Öte yandan salgının turizm endüstrisini durdurması pek çok
insan tarafından bir rahatlama vesilesi olarak da karşılandı. Kalabalık şehirler,
nüfusunun 50 katı turist ağırlayan kasabalar, sorumsuzca sokaklara ve doğal
ortamlara bırakılan çöpler, doğal ve kültürel varlıkların üzerindeki yıkıcı
insan etkileri ve kültürel yozlaşma; bir yandan insanları sevindirip “İyi ki
gelmediler” dedirtirken, öte yandan da turizmi nasıl yönetmemiz gerektiği
sorusunu da tekrar gündeme taşıdı.
Salgının etkilerini derinden yaşayan İtalya’nın, salgını
kontrol altına aldıktan sonra turistlere kapısını açmasıyla birlikte turist
kalabalıklarının rahatsız edici etkisini en derinden yaşayan ve bunu uzun
süredir dile getiren Venedik şehri sakinleri hükümetin bu politikasını ve ilk
turist kafilelerini protestolarla karşıladı. Bu tartışmanın burada
bitmeyeceğini hatta yeni başladığını söyleyebiliriz.
Pandemi sürecinde turizm ve seyahatin olmadığı bir dünyanın “ürperten” ve “güzel” yanlarını birlikte yaşadık.
“Evde kal” uygulamaları ile seyahatin kısıtlanması bir taraftan insanların en doğal ihtiyaçlarından biri olan seyahat özgürlüğünü engellerken öte yandan da doğanın kendine gelmesini sağlamıştır. Böylece turizm ve seyahatin olmadığı bir dünyanın “ürperten” ve “”güzel” yanlarını birlikte yaşadık.
Turizm dünyada pek çok ülkenin ekonomilerinde önemli bir yere
sahip, böyle olmayanların da geliştirmek için çaba sarf ettiğini görüyoruz.
Ancak bu süreç turizm endüstrisine aşırı bağlı olmayı bir soru işareti olarak
da karşımıza çıkardı. Ekonomileri önemli oranda turizme bağlı olan veya ürün ve
pazar çeşitliliği kısıtlı olan ülkelerin önümüzdeki süreçte yaşayacağı
zorluklar çok daha derin olacaktır. Özellikle yüksek sayılarda turist
ağırlayarak düşük gelir elde eden destinasyonların bu noktadan sonra turizm
stratejilerinde derin değişiklikler yapma zamanı gelmiştir.
Destinasyonların “kısır döngü” gibi görünen bu durumdan
kendilerini kurtarması ve yeni bir seyahat ve turizm kültürünün oluşması için
insan ile turizm arasındaki ilişkinin değişimini desteklemeleri yerinde olacaktır.

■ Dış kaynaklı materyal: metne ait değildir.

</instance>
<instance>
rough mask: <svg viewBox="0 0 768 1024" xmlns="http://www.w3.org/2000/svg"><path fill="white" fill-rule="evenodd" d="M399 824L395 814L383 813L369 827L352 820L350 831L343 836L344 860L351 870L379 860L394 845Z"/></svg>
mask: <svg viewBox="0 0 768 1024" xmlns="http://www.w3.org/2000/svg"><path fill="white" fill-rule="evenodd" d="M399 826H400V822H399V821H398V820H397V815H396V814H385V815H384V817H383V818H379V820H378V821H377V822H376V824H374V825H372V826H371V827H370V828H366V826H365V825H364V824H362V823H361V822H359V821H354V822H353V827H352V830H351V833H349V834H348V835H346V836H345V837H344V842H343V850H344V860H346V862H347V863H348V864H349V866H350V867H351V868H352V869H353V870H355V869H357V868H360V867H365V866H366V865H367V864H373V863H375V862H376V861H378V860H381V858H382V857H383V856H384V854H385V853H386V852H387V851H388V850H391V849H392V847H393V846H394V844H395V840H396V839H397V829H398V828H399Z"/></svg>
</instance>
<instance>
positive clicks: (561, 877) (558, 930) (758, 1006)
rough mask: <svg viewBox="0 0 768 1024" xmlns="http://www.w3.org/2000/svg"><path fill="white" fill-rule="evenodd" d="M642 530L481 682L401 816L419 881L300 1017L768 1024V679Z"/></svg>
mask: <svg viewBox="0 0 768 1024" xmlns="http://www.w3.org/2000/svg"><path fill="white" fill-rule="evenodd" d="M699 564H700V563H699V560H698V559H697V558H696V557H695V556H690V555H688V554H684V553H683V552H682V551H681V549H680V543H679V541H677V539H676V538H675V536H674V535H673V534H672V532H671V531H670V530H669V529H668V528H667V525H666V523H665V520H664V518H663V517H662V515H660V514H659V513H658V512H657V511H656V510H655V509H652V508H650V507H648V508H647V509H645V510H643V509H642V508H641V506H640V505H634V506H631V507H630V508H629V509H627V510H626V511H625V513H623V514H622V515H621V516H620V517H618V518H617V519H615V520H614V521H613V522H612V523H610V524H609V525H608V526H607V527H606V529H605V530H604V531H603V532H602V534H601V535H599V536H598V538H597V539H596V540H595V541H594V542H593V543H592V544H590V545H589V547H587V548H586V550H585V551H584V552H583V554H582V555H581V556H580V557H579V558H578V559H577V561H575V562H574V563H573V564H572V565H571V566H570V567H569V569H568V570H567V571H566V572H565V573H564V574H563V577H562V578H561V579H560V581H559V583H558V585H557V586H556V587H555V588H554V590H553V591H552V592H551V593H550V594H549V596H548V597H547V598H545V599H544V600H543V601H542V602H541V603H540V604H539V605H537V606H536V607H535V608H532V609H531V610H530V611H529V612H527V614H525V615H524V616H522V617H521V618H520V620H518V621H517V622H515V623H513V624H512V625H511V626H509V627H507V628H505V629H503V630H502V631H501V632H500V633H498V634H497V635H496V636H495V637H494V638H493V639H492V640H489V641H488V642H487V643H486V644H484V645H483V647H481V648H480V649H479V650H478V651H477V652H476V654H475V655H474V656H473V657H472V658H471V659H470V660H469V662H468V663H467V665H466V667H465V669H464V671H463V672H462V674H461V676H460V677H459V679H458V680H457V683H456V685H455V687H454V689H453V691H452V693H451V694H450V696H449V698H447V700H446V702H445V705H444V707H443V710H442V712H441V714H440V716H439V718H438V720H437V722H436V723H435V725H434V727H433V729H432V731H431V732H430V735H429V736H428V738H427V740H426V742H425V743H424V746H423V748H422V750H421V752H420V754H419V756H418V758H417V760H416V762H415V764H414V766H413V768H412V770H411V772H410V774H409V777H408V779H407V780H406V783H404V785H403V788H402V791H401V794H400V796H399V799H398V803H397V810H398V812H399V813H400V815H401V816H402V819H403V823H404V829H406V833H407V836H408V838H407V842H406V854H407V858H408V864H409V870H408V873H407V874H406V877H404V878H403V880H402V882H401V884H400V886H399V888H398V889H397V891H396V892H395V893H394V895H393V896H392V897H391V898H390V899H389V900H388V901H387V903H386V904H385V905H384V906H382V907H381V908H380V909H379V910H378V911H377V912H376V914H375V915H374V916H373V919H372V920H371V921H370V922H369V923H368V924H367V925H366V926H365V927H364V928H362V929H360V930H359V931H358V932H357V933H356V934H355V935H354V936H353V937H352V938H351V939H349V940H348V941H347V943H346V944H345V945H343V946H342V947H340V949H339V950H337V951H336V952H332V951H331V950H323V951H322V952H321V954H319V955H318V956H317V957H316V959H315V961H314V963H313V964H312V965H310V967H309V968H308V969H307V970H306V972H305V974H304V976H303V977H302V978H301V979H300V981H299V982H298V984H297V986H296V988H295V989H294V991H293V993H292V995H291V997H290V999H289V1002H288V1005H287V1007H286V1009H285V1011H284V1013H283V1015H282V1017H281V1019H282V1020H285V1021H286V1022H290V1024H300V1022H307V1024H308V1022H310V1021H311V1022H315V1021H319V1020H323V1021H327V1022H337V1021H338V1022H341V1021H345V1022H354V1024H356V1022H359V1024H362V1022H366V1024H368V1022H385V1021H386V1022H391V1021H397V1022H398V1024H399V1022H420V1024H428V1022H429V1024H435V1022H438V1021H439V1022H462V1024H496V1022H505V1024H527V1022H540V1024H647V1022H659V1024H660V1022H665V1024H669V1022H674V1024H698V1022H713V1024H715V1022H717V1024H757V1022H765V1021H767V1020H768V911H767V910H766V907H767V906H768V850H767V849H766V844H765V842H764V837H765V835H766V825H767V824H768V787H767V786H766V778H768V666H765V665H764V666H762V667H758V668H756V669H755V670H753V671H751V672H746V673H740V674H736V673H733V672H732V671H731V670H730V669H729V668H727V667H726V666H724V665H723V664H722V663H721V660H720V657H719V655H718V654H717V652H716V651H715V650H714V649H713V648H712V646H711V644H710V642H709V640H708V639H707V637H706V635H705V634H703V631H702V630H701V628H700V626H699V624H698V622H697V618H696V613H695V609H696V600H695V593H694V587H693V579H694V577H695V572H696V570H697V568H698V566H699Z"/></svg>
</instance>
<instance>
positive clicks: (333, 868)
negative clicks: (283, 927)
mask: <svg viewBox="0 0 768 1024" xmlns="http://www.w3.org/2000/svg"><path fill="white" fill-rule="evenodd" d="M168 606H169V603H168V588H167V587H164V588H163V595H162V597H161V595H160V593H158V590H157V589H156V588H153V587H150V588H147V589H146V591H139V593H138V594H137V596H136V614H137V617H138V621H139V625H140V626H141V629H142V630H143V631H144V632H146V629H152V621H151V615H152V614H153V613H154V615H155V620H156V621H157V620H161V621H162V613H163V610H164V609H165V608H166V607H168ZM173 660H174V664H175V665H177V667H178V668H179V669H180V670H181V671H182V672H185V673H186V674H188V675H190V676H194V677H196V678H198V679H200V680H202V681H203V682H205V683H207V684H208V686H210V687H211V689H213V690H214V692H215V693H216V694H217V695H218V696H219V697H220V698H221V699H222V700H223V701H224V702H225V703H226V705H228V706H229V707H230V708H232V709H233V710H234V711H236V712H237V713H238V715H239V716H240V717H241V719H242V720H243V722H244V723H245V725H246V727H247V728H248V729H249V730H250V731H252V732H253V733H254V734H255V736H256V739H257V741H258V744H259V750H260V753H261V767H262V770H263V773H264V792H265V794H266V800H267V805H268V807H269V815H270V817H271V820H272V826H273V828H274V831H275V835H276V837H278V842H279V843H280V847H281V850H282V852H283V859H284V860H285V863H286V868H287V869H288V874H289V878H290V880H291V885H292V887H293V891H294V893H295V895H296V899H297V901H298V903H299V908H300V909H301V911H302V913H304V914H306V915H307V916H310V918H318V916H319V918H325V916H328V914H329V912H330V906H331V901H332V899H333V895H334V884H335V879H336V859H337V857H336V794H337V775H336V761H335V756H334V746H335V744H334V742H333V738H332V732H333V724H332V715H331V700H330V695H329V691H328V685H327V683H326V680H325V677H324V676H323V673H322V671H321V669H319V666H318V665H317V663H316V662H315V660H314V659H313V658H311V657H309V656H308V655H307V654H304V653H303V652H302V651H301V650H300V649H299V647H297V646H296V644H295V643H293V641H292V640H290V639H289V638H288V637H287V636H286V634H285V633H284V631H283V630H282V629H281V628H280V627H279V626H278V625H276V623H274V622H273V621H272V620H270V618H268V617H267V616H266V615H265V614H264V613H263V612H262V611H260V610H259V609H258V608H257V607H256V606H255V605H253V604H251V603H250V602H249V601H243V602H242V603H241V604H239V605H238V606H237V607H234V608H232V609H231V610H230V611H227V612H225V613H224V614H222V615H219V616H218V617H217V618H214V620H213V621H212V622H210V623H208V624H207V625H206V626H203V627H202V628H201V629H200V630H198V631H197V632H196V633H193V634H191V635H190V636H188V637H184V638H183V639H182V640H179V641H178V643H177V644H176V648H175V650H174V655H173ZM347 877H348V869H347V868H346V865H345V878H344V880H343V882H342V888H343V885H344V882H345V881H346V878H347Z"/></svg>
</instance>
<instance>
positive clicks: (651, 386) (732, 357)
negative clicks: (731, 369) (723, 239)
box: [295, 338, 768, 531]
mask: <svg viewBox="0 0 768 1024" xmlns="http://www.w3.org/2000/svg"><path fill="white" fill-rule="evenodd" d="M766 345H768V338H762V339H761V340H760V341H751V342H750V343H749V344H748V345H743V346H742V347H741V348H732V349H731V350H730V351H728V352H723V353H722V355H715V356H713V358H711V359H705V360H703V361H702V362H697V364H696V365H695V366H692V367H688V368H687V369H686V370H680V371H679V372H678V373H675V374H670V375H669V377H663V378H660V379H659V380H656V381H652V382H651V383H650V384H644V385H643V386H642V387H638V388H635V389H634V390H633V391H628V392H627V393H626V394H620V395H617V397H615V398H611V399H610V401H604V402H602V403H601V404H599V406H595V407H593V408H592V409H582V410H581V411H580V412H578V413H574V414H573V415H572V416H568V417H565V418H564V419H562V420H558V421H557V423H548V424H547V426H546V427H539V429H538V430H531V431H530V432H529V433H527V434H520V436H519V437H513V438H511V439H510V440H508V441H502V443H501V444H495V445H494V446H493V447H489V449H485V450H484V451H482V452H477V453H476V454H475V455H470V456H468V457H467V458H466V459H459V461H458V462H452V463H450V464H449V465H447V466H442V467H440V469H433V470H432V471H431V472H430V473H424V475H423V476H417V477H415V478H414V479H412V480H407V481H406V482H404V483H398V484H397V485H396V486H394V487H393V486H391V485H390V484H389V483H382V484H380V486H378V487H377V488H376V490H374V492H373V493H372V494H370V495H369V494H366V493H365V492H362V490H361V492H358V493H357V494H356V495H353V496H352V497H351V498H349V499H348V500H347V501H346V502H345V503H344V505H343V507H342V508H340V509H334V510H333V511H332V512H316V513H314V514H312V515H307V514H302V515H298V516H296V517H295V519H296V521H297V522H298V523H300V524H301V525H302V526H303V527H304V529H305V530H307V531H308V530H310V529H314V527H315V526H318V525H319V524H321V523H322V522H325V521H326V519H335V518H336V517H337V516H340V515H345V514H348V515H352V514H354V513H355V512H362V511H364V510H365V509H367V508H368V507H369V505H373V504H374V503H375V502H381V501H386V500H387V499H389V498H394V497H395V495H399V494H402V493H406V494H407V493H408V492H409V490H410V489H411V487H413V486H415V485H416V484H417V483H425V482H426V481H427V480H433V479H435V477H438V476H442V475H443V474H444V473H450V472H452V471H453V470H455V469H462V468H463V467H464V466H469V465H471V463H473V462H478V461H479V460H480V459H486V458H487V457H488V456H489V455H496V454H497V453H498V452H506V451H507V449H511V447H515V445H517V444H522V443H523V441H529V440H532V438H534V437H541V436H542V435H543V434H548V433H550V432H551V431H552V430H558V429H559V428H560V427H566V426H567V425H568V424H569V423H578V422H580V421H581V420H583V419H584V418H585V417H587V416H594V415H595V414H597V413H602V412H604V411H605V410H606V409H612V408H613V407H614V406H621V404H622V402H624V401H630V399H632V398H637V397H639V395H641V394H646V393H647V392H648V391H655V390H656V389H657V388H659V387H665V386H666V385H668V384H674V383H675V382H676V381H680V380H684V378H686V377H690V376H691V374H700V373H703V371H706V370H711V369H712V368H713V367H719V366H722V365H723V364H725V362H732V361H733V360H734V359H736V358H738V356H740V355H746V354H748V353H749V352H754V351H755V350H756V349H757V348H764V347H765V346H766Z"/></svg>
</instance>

Aslında tüm konular bir yönetim meselesidir ve yaşanan bu
durum “Turizm Yönetimi” konusunu tekrar -ve daha güçlü olarak- gündeme
taşımıştır. Bu süreçte yaşadığımız zorluklar ve buna bağlı olarak edindiğimiz
tecrübe bize yerelde turizm ile ilgili olarak etkili bir yönetimin kamu, özel
ve sivil sektörlerin birlikte yer alacağı, ülkelerin kendi idari, politik ve
sosyolojik durumlarına uygun “Destinasyon Yönetimi” modelini kurmak ve iyi
yürütmekle ilgili olduğu işaretini bir kez daha vermiştir.
Covid-19 salgını, seyahat ve turizm kültürünün değişimini hızlandırarak;
güvenli, çevre-tarih dostu, deneyim odaklı ve sorumluluklar yükleyen bir turizm
anlayışının temellerini oluşturdu.
İnsanın en doğal hallerinden kaynaklanan ve bir hak olan seyahatin ve turizmin bundan sonraki süreçte hak ve sorumluluklar çizgisinde etik, hukuk, yönetim ve buna bağlı olarak da ekonomik analizlerle çok
daha doğru düzlemlerde tartışılacağı anlaşılıyor.